Under typical viewing conditions, we can easily group materials into distinct classes (e.g., woods, plastics, textiles). Additionally, we can also make many other judgments about material properties (e.g., hardness, rigidity, colorfulness). Although these two types of judgment (classification and inferring material properties) have different requirements, they likely facilitate one another. We conducted two experiments to investigate the interactions between material classification and judgments of material qualities in both the visual and semantic domains. In Experiment 1, nine students viewed 130 images of materials from 10 different classes. For each image, they rated nine subjective properties (glossiness, transparency, colorfulness, roughness, hardness, coldness, fragility, naturalness, prettiness). In Experiment 2, 65 subjects were given the verbal names of six material classes, which they rated in terms of 42 adjectives describing material qualities. In both experiments, there was notable agreement between subjects, and a relatively small number of factors (weighted combinations of different qualities) were substantially independent of one another. Despite the difficulty of classifying materials from images (Liu, Sharan, Adelson, & Rosenholtz, 2010), the different classes were well clustered in the feature space defined by the subjective ratings.
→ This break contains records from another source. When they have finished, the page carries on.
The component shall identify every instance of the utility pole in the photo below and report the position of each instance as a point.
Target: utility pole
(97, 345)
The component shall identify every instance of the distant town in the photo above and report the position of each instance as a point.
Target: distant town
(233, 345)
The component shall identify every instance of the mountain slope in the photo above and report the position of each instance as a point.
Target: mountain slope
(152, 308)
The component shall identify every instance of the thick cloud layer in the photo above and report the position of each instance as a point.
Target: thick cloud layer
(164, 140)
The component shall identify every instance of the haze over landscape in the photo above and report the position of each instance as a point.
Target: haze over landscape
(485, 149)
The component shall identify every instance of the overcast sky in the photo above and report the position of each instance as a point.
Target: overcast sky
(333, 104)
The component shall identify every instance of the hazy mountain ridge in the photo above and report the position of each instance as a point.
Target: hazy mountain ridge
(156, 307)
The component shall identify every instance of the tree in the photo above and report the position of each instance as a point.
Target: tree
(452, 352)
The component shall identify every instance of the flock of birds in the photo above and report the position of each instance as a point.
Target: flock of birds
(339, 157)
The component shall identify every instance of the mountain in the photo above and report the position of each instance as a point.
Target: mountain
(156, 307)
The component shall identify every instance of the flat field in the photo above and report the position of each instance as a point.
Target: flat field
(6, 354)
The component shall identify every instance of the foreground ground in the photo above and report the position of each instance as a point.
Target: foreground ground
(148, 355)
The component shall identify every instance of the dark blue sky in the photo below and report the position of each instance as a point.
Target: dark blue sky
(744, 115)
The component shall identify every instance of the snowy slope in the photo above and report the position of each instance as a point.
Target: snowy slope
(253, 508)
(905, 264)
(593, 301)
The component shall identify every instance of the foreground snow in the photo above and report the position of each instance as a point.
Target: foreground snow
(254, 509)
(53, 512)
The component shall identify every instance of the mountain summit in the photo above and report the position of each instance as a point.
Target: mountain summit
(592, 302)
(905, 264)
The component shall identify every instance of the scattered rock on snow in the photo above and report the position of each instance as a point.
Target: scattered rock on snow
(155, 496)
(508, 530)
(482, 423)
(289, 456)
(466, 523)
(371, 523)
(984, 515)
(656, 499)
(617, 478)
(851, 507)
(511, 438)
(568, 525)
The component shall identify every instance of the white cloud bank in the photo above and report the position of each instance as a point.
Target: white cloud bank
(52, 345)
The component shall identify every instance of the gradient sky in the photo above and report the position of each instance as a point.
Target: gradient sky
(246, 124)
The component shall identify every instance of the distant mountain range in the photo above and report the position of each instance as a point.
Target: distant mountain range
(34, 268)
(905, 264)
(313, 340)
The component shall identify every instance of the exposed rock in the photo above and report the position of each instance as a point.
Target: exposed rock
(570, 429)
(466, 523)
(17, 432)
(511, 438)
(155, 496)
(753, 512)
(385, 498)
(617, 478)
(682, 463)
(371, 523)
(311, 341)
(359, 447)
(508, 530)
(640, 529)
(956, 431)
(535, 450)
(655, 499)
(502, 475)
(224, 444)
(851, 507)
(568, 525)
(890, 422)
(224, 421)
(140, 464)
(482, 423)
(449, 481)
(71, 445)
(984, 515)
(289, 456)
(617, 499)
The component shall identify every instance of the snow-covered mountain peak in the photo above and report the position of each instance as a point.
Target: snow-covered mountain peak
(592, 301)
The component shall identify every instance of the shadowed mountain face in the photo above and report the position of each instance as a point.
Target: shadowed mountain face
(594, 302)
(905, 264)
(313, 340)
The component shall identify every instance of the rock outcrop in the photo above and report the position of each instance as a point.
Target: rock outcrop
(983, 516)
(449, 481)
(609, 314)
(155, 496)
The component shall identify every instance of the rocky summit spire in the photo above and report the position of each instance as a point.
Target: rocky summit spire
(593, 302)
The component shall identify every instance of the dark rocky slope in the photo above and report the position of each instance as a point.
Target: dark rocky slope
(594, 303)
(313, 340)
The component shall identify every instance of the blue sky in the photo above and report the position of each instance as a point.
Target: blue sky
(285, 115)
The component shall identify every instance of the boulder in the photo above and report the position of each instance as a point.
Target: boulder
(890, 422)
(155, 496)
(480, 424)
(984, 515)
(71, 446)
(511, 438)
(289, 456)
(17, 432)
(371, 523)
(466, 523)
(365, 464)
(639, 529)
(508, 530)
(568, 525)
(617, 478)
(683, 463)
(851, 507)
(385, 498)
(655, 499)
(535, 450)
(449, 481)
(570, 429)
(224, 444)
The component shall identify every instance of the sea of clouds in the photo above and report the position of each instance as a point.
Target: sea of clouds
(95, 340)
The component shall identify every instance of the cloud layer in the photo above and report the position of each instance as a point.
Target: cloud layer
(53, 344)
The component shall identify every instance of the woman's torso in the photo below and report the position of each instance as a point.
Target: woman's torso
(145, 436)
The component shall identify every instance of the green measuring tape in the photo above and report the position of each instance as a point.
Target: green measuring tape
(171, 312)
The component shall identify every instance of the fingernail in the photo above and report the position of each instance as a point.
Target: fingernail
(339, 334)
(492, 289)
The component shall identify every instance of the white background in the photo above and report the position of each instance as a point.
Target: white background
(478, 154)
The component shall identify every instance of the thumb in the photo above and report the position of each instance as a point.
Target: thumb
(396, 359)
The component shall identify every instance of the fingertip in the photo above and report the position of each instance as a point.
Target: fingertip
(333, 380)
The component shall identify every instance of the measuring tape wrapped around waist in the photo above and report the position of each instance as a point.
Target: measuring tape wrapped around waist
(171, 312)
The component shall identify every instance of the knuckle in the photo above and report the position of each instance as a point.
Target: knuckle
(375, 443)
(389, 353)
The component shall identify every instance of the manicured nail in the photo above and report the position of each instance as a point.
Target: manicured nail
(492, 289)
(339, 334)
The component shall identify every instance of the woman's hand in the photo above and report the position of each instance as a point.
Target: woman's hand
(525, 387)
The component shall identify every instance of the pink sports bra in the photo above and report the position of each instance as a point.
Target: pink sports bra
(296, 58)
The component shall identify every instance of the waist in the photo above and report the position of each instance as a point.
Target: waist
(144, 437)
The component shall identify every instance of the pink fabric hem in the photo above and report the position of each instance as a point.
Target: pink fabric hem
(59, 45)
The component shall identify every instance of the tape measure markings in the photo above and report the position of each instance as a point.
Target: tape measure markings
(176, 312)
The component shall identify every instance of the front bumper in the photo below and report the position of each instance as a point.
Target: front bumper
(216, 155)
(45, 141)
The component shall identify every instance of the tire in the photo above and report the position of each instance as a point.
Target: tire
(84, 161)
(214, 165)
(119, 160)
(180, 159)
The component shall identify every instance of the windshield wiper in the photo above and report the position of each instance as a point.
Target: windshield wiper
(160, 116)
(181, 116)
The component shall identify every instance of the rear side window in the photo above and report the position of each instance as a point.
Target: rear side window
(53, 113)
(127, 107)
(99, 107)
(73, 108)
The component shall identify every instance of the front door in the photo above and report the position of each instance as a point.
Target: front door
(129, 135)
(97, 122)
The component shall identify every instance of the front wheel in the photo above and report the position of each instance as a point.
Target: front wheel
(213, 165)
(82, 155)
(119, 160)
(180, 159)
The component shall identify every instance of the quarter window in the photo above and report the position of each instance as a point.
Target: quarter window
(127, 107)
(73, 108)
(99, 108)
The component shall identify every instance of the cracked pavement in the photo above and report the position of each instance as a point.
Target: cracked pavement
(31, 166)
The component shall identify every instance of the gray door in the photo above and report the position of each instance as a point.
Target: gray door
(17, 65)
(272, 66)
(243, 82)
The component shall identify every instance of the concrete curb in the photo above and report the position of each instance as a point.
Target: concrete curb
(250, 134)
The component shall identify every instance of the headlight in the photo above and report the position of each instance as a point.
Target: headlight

K-means clustering could correctly identify class membership for over 90% of the samples, based on the average ratings across subjects. We also found a high degree of consistency between the two tasks, suggesting subjects access similar information about materials whether judging their qualities visually or from memory. Together, these findings show that perceptual qualities are well defined, distinct, and systematically related to material class membership.